HKLM has grown quickly in its five years of existence. Revenue grew from R45m to R66m last year - thanks to a slew of new contracts worth a combined R20,5m. They included Pearl Valley Golf Estates, Alexander Forbes, Holcim, Sandton Convention Centre, Hollard, Massmart and Kumba Iron Ore.

Grid campaigns ... SA Tourism and (below) Virgin Mobile

It was a frantic year of pitches: 45 in all, of which 25 were successful. Two of these were in Dubai, where the agency has an office. It also benefited from the 2007 launch of an above-the-line digital business component.

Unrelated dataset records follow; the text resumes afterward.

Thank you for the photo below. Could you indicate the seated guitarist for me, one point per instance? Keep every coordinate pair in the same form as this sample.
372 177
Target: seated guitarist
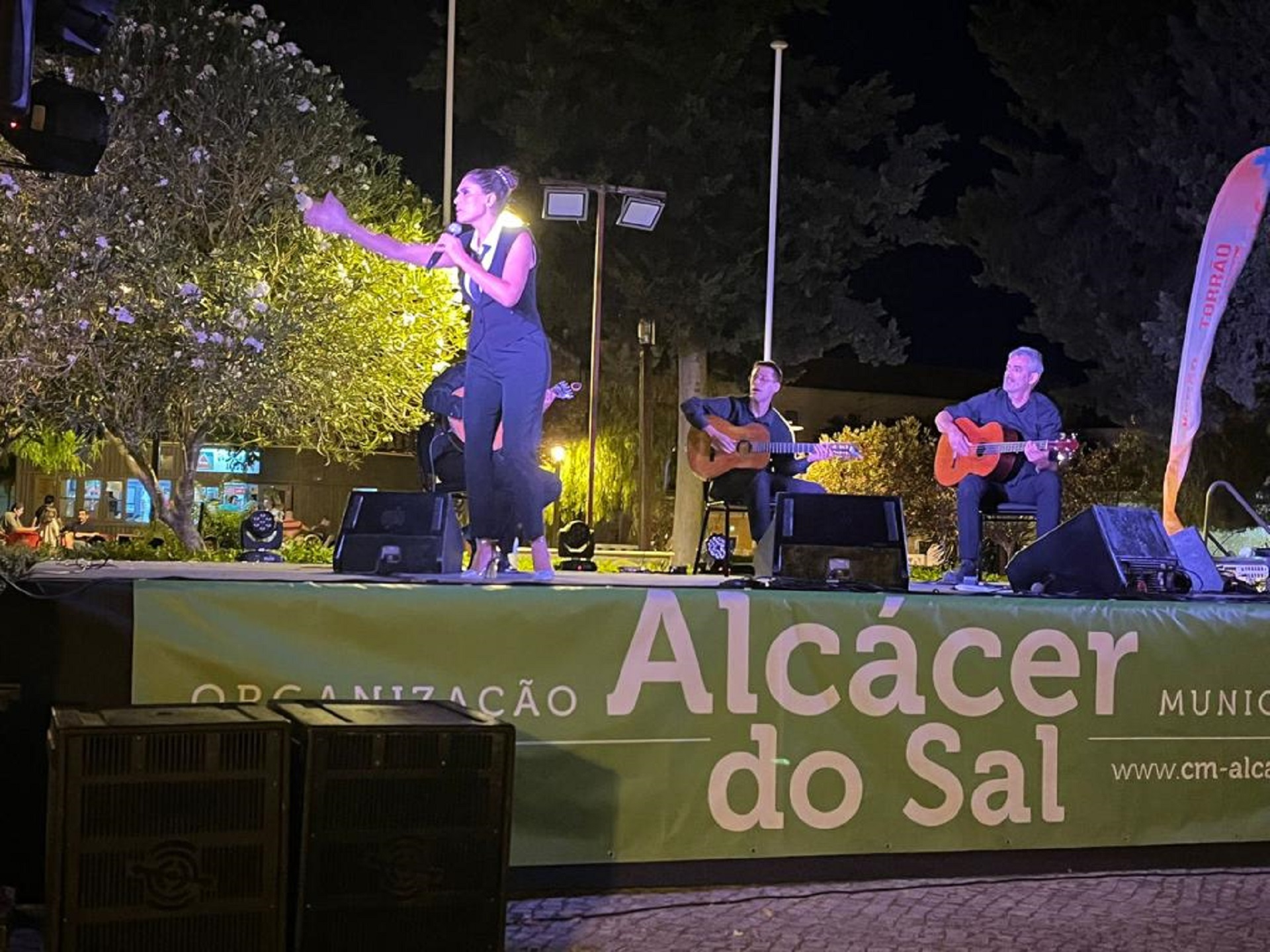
755 489
1035 481
441 457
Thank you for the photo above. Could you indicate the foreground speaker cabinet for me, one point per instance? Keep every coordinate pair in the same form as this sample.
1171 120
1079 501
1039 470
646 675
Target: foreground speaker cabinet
836 539
1104 551
403 814
167 829
385 534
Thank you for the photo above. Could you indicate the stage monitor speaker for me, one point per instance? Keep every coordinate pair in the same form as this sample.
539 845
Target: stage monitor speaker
403 824
1198 567
836 539
388 534
167 829
1104 551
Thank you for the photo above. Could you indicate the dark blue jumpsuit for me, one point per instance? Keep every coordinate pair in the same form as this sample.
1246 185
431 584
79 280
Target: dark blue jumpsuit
508 367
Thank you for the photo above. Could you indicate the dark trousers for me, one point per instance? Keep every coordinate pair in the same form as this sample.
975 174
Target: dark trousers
506 383
1039 488
756 489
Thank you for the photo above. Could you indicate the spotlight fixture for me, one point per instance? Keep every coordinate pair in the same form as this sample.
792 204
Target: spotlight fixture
640 212
566 204
261 536
575 547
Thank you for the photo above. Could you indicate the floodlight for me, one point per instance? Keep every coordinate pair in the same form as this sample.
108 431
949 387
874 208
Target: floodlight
640 212
566 204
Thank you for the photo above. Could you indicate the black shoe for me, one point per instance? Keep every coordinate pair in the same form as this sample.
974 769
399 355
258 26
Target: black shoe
966 571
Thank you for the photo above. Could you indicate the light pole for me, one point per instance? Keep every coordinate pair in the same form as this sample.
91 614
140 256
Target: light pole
647 339
780 46
447 182
568 201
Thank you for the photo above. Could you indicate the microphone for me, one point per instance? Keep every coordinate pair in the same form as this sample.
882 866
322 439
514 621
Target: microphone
452 229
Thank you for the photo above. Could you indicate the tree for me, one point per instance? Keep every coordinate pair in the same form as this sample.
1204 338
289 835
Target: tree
679 98
1099 215
178 296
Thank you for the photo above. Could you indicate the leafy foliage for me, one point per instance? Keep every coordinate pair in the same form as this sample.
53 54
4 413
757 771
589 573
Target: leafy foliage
1099 214
177 294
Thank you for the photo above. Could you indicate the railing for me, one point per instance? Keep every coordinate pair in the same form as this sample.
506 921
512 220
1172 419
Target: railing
1238 498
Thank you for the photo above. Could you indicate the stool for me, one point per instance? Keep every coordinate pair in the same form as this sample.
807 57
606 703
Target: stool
1005 512
715 506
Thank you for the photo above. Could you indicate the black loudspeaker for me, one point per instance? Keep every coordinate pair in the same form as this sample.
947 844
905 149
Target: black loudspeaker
385 534
1104 551
403 823
1195 561
836 539
167 829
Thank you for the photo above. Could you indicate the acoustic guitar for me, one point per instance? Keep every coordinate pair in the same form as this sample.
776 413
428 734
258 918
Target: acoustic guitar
560 391
996 452
753 450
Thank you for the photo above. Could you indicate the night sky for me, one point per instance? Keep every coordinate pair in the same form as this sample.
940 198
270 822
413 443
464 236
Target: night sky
379 45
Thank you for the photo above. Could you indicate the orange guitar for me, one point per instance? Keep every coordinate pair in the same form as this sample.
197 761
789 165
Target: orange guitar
560 391
753 451
996 452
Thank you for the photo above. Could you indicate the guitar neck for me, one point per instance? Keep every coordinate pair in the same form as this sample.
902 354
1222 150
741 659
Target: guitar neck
793 447
1016 447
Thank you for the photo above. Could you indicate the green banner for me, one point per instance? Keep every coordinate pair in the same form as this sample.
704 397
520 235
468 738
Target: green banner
700 724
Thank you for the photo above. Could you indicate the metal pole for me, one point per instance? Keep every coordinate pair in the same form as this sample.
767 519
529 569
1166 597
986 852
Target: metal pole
596 310
779 46
447 183
644 514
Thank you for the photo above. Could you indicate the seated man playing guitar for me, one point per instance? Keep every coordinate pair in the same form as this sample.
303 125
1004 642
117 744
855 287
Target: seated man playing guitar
1029 479
755 489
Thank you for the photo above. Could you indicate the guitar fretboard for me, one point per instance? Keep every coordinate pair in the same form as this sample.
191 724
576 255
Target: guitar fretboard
994 448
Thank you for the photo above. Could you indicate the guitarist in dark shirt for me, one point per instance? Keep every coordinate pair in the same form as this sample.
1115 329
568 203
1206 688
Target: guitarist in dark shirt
1035 418
755 489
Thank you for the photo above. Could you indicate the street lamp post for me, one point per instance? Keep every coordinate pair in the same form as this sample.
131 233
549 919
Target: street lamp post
780 46
568 201
647 339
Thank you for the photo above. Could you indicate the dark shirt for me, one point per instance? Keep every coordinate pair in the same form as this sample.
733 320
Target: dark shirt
1035 420
736 411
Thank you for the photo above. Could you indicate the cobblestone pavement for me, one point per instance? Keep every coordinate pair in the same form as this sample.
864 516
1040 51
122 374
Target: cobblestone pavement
1158 910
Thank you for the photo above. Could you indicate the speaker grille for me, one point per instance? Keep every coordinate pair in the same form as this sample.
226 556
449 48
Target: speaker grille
165 829
404 811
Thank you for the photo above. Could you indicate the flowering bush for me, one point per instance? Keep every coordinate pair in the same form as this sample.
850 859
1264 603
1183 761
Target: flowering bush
178 295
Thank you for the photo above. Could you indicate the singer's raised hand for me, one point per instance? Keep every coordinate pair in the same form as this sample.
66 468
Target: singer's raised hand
328 215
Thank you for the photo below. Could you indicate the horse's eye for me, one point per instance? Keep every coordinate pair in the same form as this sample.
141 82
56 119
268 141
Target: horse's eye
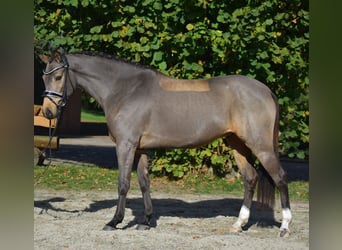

That's a space where Gloo Digital Design is already an established leader. A look at the Loeries roll of honour shows the company is the favoured digital partner among many of SA's advertising and branding companies. Elsewhere in this AdFocus, Gloo creative director Pete Case outlines the changes being wrought by digital on advertising, branding and design. In the submission accompanying the completed questionnaire, he makes a compelling case that the sector should have its own specialist award in future.

In the 2007-2008 period under review, Gloo won a grand prix and gold at the SA Design Indaba. Clients for which it won digital accounts included Allan Gray, Plascon, Spur, Telkom Media, Cell C, Woolworths and Virgin Money. The company says it won 29 of the 30 pitches it entered.

What sets Brand Union apart from most other companies in this category is the number of new accounts across Africa: petroleum, insurance and banking in Nigeria; fast food in Egypt; diamond sorting in Botswana; tourism development in Morocco; and telecommunications in Tanzania, Equatorial Guinea and the Democratic Republic of Congo.

Within SA, new clients included the SA Post Office and the Road Accident Fund. There was also the small matter of rebranding Brand Union itself. Until November last year it was Enterprise IG, part of the global group of that name.

Wunderman, part of Young & Rubicam (Y&R) brands, had a quiet year by its standards but still picked up new business from Pick n Pay, Hollard and Barloworld Logistics. MD Fraser Lamb moved "upstairs" in January to become group CEO of Y&R Brands SA, and was succeeded by Debi Loftie-Eaton.

And then there was Grid. If other branding and design companies were frantic in pitching for contracts, Grid was positively manic. Of the 52 pitches it entered, it won business from 41. New clients included Standard Bank, Sasol, Exclusive Books, Rand Water, the Proudly SA campaign, Liberty Health, Stanlib, the International Marketing Council, and even the advertising industry's Loeries advertising awards festival.

The agency clearly believes it knows best: of the accounts it lost last year, one was resigned because the client was "difficult and unco-operative", and another because "both parties did not reach consensus".

Results suggest clients should listen to the agency, in which Nathan Reddy holds 65% and MD Ashantha Armogam 26%. At last year's Loeries, which fell during the AdFocus adjudication period, Grid won two bronze Loeries, three silvers, a gold and a design grand prix for work on behalf of Lulu, a fresh-food concept store. It will be interesting to see if its lack of Loeries success in 2008 - the agency says work had not reached "an approved stage" - will count against it winning a hat-trick of AdFocus branding awards in 2009.

The Lulu work also garnered SA's only design Lion - a bronze - at this year's Cannes advertising awards in June, the first time design has been a category at the annual event. Two other campaigns, for Virgin Mobile and a hair salon, were finalists.

The biggest disappointment, according to Armogam, was the failure in December to win the official Fifa soccer World Cup poster pitch.